Xplora contends the security issue is just unused code from a prototype and has now been patched.

I find that difficult to believe. Is anyone here involved in coding an analogous device, who could attest to plausibility?
Developing the code as part of the prototype is difficult to understand without malignant intent at some point.

Re:

[MrL0G1C]

If it was patched out then the back door wouldn't be there. If the backdoor wasn't there then the security firm wouldn't of found it.
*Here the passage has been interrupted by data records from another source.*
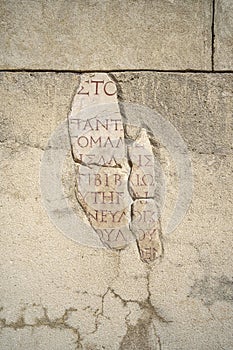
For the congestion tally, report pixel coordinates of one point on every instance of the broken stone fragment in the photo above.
(146, 227)
(142, 181)
(98, 146)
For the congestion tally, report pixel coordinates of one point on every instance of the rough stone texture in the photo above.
(105, 35)
(57, 294)
(223, 55)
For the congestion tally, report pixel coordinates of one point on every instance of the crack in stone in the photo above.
(105, 136)
(58, 323)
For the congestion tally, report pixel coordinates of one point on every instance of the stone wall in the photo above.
(171, 63)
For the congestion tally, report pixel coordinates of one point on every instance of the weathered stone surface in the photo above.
(101, 298)
(97, 35)
(223, 53)
(113, 170)
(41, 338)
(198, 105)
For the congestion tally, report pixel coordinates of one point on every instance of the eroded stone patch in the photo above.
(115, 173)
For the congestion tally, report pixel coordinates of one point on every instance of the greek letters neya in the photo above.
(115, 179)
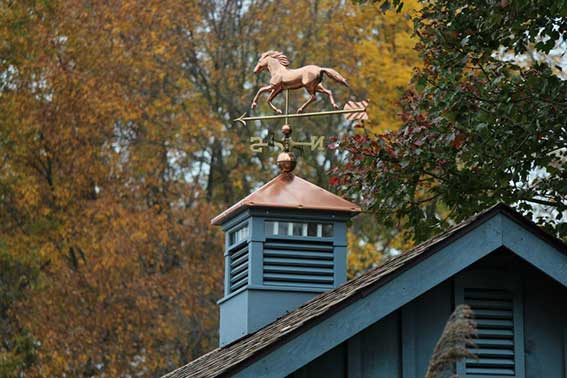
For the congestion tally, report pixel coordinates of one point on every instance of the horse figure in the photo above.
(308, 77)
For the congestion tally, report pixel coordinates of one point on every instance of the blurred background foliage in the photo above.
(116, 150)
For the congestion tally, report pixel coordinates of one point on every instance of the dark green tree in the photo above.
(18, 348)
(484, 121)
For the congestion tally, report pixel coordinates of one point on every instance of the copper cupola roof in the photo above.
(289, 192)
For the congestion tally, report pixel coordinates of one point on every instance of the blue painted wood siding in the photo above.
(401, 344)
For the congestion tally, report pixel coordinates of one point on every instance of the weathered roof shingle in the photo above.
(234, 356)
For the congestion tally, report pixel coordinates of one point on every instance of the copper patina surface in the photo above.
(289, 191)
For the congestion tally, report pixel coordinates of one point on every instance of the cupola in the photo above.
(284, 244)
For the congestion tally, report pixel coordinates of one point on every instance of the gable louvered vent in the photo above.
(494, 316)
(238, 266)
(290, 262)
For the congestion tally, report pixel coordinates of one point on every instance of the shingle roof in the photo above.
(230, 358)
(289, 191)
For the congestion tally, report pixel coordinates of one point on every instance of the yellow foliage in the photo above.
(116, 150)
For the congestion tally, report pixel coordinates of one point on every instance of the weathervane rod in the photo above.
(242, 119)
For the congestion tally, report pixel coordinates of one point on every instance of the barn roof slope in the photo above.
(232, 357)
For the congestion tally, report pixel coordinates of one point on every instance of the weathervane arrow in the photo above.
(284, 79)
(350, 108)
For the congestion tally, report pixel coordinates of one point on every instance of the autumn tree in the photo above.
(481, 124)
(117, 147)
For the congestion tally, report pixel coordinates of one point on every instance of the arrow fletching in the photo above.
(359, 110)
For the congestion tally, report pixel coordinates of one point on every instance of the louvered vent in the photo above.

They also lied and called it an accidental vulnerability when it is clearly a deliberate back door.

They lied about it's creation and they lied about it's removal.

I wouldn't be surprised if devices with backdoors like this were being used to spy on pro-democracy Hong-kongers.

Re:

[karpis]

Nonsense, for prototype you don't use encryption - just plain SMS. Just why bother? Worked with those kind of devices and upper management wanted backdoor and I said that sooner or later it would be exploited and was very happy that they accepted my point. Few years later (I was already left), rogue partner wanted to overtake devices ant then I had huge grin on my face.

Why exactly does a kid need a condscendingspywatch

[BAReFO0t]

I mean even the watch part doesn't make sense.

Bad parenting.

[AndyKron]

Any parent that thinks they need to electronically track their children shouldn't have children IMO.